Depuis 2001, IAMANEH met en œuvre au Sénégal des projets dans le domaine de la santé sexuelle et reproductive avec différentes organisations partenaires locales. Quel projet t'a particulièrement impressionné ?
À Dakar, la capitale du Sénégal, nous avons visité le projet de notre partenaire Intermondes. Les jeunes âgés de 10 à 18 ans sont informés sur la santé sexuelle et reproductive et l'accès aux services de santé adaptés à leurs besoins leur est facilité.
Le projet travaille aussi bien avec les jeunes qu'avec les parents, les prestataires de services et les autorités. Certaines des activités auxquelles j'ai participé se déroulent dans des centres de santé. Cela permet aux jeunes de se familiariser avec le personnel de santé, ce qui réduit les réticences à demander de l'aide en matière de santé sexuelle et reproductive. D'autres activités très réussies, appelées "causeries", sont des tables rondes ou des théâtres de rue organisés par des jeunes, en présence de parents et de chefs de quartier.
IAMANEH travaille surtout avec les jeunes, qui représentent plus de 60% de la population du Sénégal. Leur engagement est essentiel pour susciter des changements significatifs dans les attitudes vis-à-vis de la santé sexuelle et reproductive. De nombreuses filles sont victimes de violences basées sur le genre et de grossesses précoces, en raison notamment d'un manque d'information et des stéréotypes de genre existants.
Comment peut-on se faire une idée de ces "causeries" ?

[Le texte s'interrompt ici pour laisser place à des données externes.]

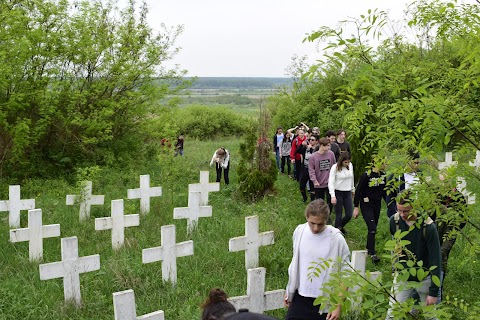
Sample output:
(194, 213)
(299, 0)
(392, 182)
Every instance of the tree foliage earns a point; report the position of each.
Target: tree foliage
(257, 171)
(77, 82)
(418, 89)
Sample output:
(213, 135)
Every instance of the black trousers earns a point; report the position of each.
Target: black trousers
(302, 308)
(371, 213)
(344, 200)
(225, 173)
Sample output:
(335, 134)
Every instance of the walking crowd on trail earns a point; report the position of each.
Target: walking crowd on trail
(322, 166)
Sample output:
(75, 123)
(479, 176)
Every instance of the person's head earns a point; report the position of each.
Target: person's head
(414, 161)
(331, 135)
(317, 214)
(216, 306)
(404, 206)
(341, 135)
(344, 160)
(221, 152)
(313, 140)
(324, 145)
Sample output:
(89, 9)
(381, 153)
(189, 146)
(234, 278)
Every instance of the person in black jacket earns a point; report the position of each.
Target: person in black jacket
(369, 194)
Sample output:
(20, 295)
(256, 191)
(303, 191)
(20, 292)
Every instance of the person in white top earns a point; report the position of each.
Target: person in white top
(341, 188)
(221, 158)
(314, 241)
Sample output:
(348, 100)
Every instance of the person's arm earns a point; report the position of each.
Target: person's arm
(331, 184)
(361, 188)
(352, 185)
(435, 259)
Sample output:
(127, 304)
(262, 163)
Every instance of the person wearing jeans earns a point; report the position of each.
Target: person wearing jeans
(341, 187)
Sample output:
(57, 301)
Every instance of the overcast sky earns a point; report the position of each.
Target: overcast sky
(255, 38)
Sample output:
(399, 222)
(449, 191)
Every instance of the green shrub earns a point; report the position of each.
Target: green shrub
(206, 121)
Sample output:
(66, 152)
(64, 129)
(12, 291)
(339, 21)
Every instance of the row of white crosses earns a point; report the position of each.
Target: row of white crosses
(462, 184)
(72, 265)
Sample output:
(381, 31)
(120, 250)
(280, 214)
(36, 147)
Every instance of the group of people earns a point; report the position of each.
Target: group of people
(322, 166)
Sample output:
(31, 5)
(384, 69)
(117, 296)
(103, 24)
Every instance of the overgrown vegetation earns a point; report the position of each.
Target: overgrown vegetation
(418, 90)
(257, 170)
(77, 83)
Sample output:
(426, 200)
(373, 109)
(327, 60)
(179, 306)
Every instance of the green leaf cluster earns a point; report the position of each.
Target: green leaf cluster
(78, 83)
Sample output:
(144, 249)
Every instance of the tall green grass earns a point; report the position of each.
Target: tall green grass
(24, 296)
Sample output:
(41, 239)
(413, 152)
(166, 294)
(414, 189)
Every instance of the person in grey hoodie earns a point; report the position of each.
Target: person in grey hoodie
(314, 241)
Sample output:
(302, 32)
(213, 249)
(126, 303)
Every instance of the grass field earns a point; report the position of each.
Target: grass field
(24, 296)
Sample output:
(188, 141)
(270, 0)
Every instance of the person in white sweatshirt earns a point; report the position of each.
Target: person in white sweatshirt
(314, 241)
(341, 187)
(221, 158)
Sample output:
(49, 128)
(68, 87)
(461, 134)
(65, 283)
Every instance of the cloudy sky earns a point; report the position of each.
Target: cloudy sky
(254, 38)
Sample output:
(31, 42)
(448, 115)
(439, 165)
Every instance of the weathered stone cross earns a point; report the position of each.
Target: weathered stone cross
(124, 307)
(144, 193)
(70, 268)
(168, 253)
(251, 242)
(193, 211)
(35, 233)
(117, 222)
(86, 200)
(204, 187)
(14, 205)
(257, 300)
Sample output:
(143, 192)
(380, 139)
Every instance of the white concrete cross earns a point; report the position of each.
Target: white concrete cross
(70, 268)
(144, 193)
(14, 205)
(193, 211)
(124, 307)
(168, 253)
(257, 300)
(117, 222)
(35, 233)
(448, 161)
(251, 242)
(462, 187)
(86, 200)
(204, 187)
(476, 162)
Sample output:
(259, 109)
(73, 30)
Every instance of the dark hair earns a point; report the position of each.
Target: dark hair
(324, 141)
(330, 133)
(317, 208)
(217, 305)
(345, 155)
(404, 197)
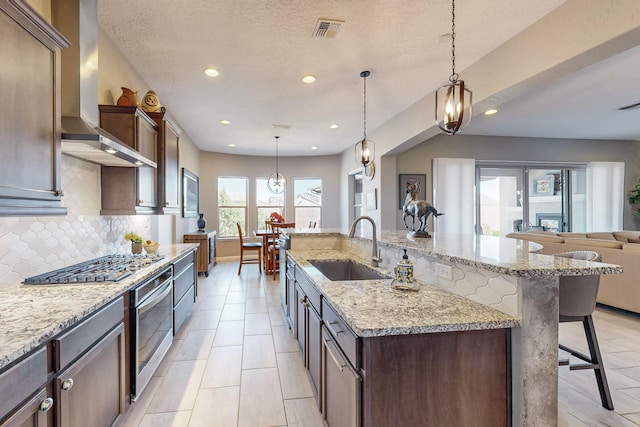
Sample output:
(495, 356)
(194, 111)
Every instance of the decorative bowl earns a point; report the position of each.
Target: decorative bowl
(151, 248)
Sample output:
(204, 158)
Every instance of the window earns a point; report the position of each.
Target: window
(232, 205)
(267, 202)
(307, 201)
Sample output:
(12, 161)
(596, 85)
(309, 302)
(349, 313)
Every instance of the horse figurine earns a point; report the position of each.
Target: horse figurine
(419, 209)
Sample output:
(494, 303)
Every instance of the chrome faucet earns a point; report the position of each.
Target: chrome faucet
(375, 256)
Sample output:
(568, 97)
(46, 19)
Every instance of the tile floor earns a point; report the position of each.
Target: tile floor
(234, 363)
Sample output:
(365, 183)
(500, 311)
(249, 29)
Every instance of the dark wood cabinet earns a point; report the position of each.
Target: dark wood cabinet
(130, 191)
(89, 383)
(26, 398)
(168, 164)
(30, 179)
(207, 250)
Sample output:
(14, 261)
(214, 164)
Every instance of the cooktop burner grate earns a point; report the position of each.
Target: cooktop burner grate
(109, 268)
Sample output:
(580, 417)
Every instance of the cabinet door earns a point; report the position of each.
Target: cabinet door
(91, 391)
(30, 182)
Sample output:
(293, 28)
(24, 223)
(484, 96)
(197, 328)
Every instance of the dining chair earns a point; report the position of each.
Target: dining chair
(577, 301)
(249, 246)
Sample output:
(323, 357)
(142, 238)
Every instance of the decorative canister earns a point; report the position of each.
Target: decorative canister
(128, 98)
(202, 222)
(404, 279)
(150, 103)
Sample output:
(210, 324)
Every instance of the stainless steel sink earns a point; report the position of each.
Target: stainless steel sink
(338, 270)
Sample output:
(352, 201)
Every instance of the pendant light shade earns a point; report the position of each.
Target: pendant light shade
(277, 181)
(365, 149)
(454, 100)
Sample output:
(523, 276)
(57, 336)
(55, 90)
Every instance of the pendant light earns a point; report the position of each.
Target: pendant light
(277, 181)
(453, 100)
(365, 149)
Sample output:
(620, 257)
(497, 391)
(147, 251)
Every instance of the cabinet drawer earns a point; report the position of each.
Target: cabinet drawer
(182, 309)
(182, 282)
(70, 345)
(183, 262)
(22, 380)
(344, 336)
(313, 295)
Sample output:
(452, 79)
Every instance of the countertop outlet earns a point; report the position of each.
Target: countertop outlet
(444, 271)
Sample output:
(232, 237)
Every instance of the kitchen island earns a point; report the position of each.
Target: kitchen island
(504, 274)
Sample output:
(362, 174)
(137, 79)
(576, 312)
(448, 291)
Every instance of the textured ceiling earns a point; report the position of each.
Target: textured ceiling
(263, 48)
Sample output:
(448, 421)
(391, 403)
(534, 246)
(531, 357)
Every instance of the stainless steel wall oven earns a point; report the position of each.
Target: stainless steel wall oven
(151, 327)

Les "causeries" sont ce que l'on appelle des "bavardages" organisés par nos partenaires : des forums d'échange dans des écoles, des quartiers ou des centres de santé. Les causeries se déroulent dans un espace neutre et de confiance et sont animées. Les animateurs sont des collaborateurs de projets, mais aussi des personnels de santé ou des personnes respectées. Ils suivent une formation continue en matière de santé afin de pouvoir à la fois informer et conseiller les jeunes et servir de pont entre les générations. Ce dernier point est extrêmement important, car lors des entretiens, les jeunes plaident souvent pour plus de tolérance et de soutien de la part de leurs parents quant à leurs choix.

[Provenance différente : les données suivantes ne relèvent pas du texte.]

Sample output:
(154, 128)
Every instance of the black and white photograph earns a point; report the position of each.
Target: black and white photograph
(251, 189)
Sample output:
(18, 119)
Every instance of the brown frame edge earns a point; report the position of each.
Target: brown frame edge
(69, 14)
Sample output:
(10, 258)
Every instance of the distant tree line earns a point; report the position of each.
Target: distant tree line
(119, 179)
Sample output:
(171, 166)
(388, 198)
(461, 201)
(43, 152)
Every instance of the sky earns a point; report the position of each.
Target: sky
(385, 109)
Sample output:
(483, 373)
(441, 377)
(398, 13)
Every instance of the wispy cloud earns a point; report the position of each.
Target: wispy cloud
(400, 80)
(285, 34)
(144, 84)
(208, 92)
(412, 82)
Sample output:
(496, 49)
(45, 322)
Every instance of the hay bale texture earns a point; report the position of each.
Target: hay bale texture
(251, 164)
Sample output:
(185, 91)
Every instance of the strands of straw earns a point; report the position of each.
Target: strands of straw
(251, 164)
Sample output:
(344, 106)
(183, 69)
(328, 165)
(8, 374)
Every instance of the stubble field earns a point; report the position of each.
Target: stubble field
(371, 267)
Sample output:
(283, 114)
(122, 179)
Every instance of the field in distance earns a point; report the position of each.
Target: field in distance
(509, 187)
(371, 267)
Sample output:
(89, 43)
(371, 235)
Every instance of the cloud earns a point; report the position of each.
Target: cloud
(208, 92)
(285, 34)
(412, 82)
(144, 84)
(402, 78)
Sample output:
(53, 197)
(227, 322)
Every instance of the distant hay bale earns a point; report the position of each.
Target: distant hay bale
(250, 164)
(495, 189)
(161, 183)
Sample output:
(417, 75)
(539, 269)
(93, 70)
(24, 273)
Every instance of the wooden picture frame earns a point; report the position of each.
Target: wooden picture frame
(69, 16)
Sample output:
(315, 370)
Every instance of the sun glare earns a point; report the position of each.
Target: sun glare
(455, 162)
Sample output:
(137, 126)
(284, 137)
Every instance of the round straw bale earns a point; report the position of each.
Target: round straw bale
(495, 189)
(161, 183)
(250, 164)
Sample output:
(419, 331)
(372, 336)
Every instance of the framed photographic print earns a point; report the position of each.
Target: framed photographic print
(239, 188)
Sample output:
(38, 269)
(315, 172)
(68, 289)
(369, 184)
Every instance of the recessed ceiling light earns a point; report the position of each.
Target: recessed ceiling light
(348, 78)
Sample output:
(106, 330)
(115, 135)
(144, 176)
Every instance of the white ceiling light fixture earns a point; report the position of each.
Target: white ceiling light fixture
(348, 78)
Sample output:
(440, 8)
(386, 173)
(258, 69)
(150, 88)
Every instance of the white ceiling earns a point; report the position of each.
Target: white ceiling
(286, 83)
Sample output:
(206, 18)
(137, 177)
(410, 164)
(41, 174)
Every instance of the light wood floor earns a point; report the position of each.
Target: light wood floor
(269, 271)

Peux-tu nous en dire plus sur les opinions des jeunes ?
J'ai trouvé particulièrement intéressantes les discussions ouvertes entre filles et garçons sur les thèmes de la santé reproductive. Les filles n'ont pas hésité à s'affirmer face aux garçons et à rappeler leurs responsabilités dans ce domaine, par exemple en matière de contraception. Dans la société africaine traditionnelle, les filles sont principalement tenues pour responsables des grossesses précoces et doivent en assumer toutes les conséquences. C'est pourquoi les espaces ouverts d'échange sont extrêmement efficaces pour briser les stéréotypes, surtout lorsque les jeunes mènent eux-mêmes cette réflexion.

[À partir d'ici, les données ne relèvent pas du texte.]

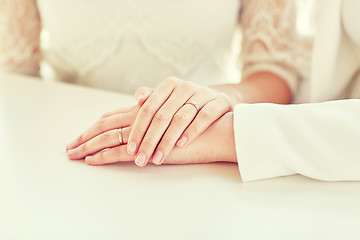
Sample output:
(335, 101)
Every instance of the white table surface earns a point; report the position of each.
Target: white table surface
(46, 196)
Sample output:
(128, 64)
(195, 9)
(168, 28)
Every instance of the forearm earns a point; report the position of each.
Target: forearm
(257, 88)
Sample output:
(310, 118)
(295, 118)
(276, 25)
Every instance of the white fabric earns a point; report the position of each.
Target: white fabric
(121, 45)
(19, 43)
(318, 140)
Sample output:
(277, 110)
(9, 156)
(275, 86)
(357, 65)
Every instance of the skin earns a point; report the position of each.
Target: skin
(99, 144)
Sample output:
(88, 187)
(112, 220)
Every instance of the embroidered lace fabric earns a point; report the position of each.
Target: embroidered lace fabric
(121, 45)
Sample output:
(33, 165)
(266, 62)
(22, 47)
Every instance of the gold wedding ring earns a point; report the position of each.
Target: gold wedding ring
(194, 105)
(120, 136)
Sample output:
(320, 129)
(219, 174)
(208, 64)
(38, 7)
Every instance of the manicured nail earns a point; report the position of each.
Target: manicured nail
(182, 141)
(140, 160)
(71, 152)
(140, 97)
(131, 148)
(158, 157)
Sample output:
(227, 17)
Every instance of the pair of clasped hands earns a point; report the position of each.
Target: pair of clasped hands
(178, 122)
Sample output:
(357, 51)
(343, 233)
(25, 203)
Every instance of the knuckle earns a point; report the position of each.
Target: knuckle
(100, 124)
(147, 109)
(80, 139)
(105, 115)
(105, 137)
(181, 116)
(162, 115)
(146, 145)
(84, 148)
(171, 80)
(166, 143)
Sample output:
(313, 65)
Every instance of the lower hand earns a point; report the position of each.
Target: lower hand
(214, 144)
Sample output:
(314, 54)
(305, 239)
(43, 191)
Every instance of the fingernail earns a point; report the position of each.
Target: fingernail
(131, 148)
(182, 141)
(157, 157)
(68, 146)
(140, 160)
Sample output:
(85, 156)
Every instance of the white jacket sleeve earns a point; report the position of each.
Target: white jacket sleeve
(317, 140)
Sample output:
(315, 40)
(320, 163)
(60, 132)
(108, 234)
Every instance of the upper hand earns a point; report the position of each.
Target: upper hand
(175, 113)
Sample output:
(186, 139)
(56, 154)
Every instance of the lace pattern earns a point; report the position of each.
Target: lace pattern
(19, 36)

Comment comptes-tu intégrer ces expériences dans ton travail ?
J'ai vu de mes propres yeux l'importance et la pertinence de notre travail sur place et ce qu'il engendre, à quel point les réalités de la vie sont difficiles - et je peux aujourd'hui - en tant que responsable de la collecte de fonds - beaucoup mieux transmettre nos projets aux bailleurs de fonds institutionnels, car je m'y identifie à 100%. Je sais de quoi je parle et je ne perds à aucun moment de vue que mon engagement doit servir exclusivement les bénéficiaires sur place et que je ne suis qu'un intermédiaire entre deux mondes.